The Daily Express had both of their TV men in action last night. One was Robert Cannell who was watching the BBC play The Hole in the Wall, which he describes as “one of the most realistic plays… since 1984” but adds “There was not one complaint” despite the play featuring “two murders” and “more grim and ghastly realism” when “‘Blind George’ set the place on fire.” The other, Cyril Aynsley, watching ITV, appears to have been more interested in the advertisements than in anything else and he too mentions that the first break consisted of ads for toothpaste, drinking chocolate and margarine. The second break included one for cheese.
After the variety show, an ad for “soap powder was hardly off the screen when Robert Morley introduced three filmed excerpts of plays” and during the boxing there were commercials for “beer, radio sets and electric lamps”.

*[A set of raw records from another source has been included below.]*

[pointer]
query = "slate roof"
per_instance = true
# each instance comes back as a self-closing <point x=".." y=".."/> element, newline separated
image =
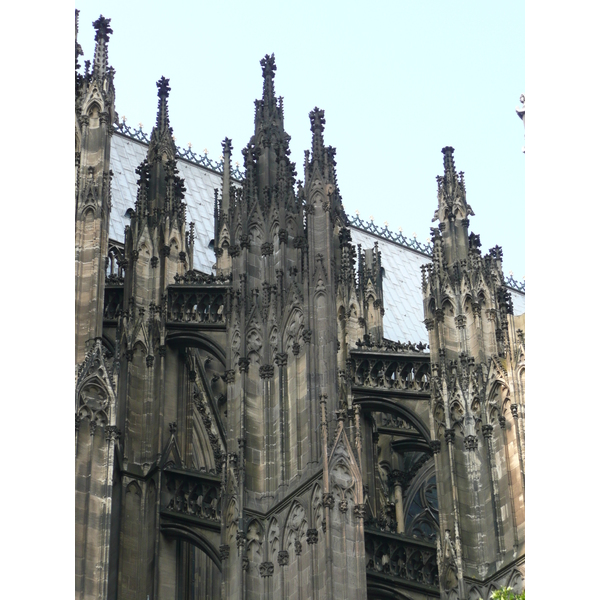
<point x="125" y="156"/>
<point x="403" y="318"/>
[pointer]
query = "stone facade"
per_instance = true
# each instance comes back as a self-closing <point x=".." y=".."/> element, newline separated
<point x="250" y="432"/>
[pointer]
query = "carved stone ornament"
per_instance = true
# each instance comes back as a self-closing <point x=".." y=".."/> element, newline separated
<point x="281" y="359"/>
<point x="111" y="433"/>
<point x="266" y="569"/>
<point x="266" y="371"/>
<point x="471" y="442"/>
<point x="240" y="539"/>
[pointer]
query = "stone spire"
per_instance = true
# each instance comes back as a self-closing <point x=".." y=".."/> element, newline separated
<point x="468" y="314"/>
<point x="453" y="210"/>
<point x="103" y="30"/>
<point x="78" y="49"/>
<point x="161" y="139"/>
<point x="317" y="125"/>
<point x="269" y="68"/>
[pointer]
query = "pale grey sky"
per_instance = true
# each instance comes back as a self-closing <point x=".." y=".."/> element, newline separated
<point x="397" y="80"/>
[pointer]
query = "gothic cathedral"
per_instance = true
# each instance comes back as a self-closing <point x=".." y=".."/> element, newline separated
<point x="251" y="422"/>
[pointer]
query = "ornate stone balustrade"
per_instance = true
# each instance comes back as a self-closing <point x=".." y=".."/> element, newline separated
<point x="378" y="370"/>
<point x="396" y="557"/>
<point x="202" y="304"/>
<point x="193" y="494"/>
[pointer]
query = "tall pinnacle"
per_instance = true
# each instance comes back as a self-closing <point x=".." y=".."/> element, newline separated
<point x="162" y="116"/>
<point x="161" y="138"/>
<point x="269" y="68"/>
<point x="317" y="125"/>
<point x="103" y="30"/>
<point x="449" y="169"/>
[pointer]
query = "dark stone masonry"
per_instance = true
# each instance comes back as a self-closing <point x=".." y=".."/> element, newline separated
<point x="249" y="431"/>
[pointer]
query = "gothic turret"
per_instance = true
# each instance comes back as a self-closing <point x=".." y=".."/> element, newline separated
<point x="97" y="372"/>
<point x="476" y="365"/>
<point x="94" y="115"/>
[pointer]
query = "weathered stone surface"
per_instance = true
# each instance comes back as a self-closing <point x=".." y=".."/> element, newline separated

And lastly, to The Manchester Guardian. Bernard Levin seems not to have been put off by the Guildhall speeches describing the Lord Mayor as “nervous” and Dr Charles Hill as “pugnacious”. Levin too found the variety show indistinguishable from those on the BBC describing it as “well up (or some would say down) to BBC standards”. The boxing, he felt, improved upon previous coverage because the commentators – Len Harvey and Tony Van den Bergh – “confined themselves almost entirely to inter-round summaries” and did not generally describe something which “we could perfectly well see for ourselves.”

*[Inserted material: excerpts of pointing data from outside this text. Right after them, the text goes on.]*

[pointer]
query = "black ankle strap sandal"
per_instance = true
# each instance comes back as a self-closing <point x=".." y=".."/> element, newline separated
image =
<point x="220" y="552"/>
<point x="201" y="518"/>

In response to those who felt that the introduction of commercial television was an evil in itself, Levin concludes, “speaking as subjectively as possible, I feel neither uplifted nor depraved by what I have seen. But perhaps the deeper moral effects will make themselves felt only over a period of years.”
The paper’s Radio Critic (RC) enjoyed Richard Dimbleby’s trip up the Eiffel Tower last night and felt that “It was probably the right things for the BBC to put on a substantial play in the middle of the evening” but Philip Mackie’s The Hole in the Wall “was not the right play” having actors which “carried no conviction” and finding much “overdone”.

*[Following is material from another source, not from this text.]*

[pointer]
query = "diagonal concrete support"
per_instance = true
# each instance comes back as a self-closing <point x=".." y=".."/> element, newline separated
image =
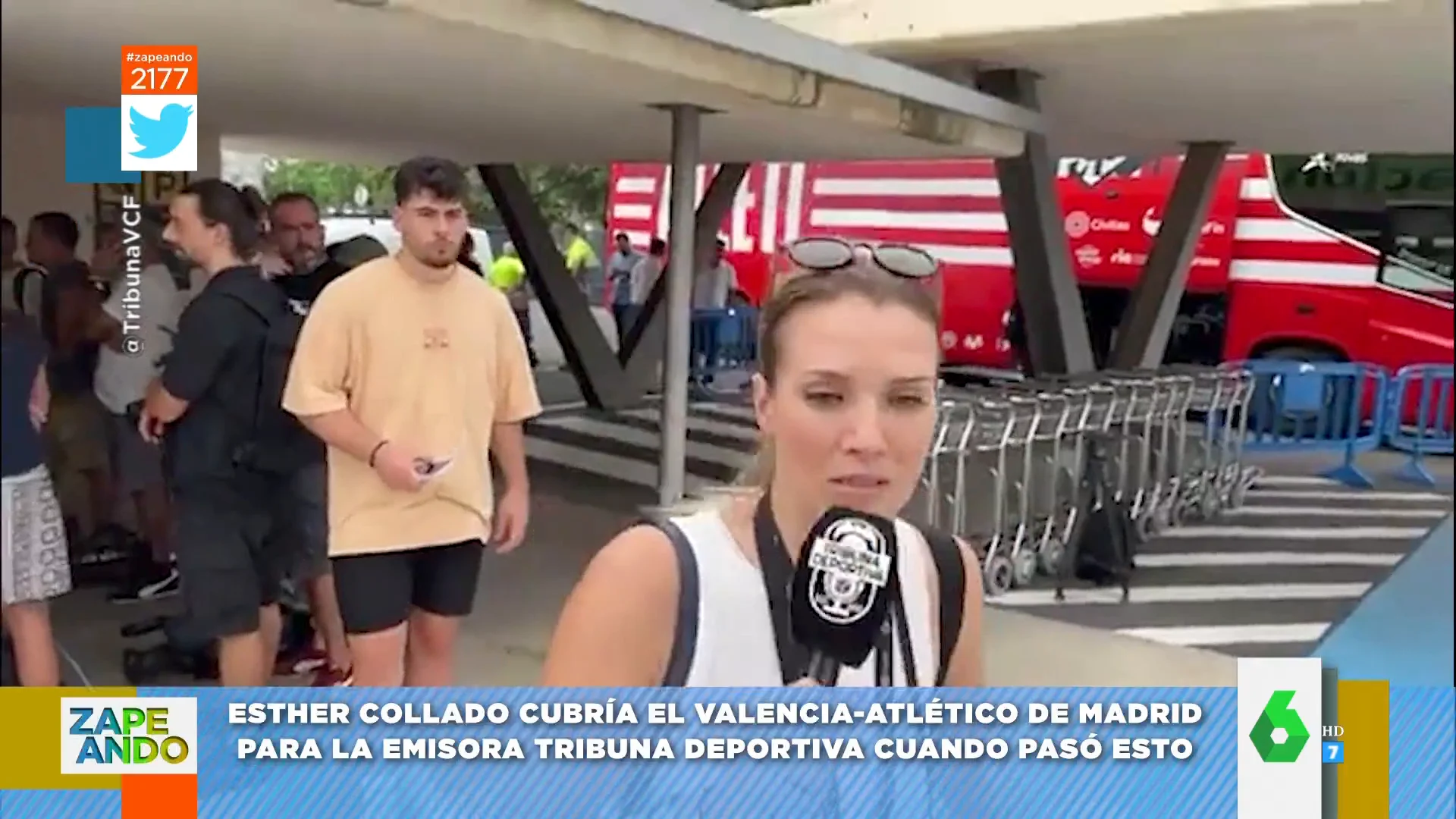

As well as a brief report in its late night newsreel, which included pictures of the opening ceremony at Guildhall, the BBC acknowledged its competitor in two other ways. Firstly, the new announcement “This is the BBC Television Service” was repeated between each programme and secondly in Animal, Vegetable, Mineral? when Sir Mortimer Wheeler observed to his colleague Professor Thomas Bodkin: “Come, come Tom, it doesn’t matter what you say. Nobody is watching us tonight.” He was very wrong, of course. In and around London a majority may well have been tuned in to independent television but beyond the south Animal, Vegetable, Mineral? was king.
The Guardian actually finds things televisual to write about which do not concern the events of yesterday evening. Two books which I have mentioned previously, both of which are entitled Writing For Television, come up for review. To repeat, to save you looking, the one is by Basil Bartlett, a drama script supervisor of the BBC television service (Allen and Unwin, 9s 6d) and the other by writer and producer Arthur Swinson (Black, 16s). The reviewer appears to commend both, while finding more technical detail in Swinson’s.
He, if it is a he, comes to an interesting if, perhaps, controversial conclusion: “It will be a good thing if people who can write are helped by these books to offer possible scripts to the BBC, for it will be there and not in the commercial programmes that new and interesting dramatic and documentary work will get its chance.”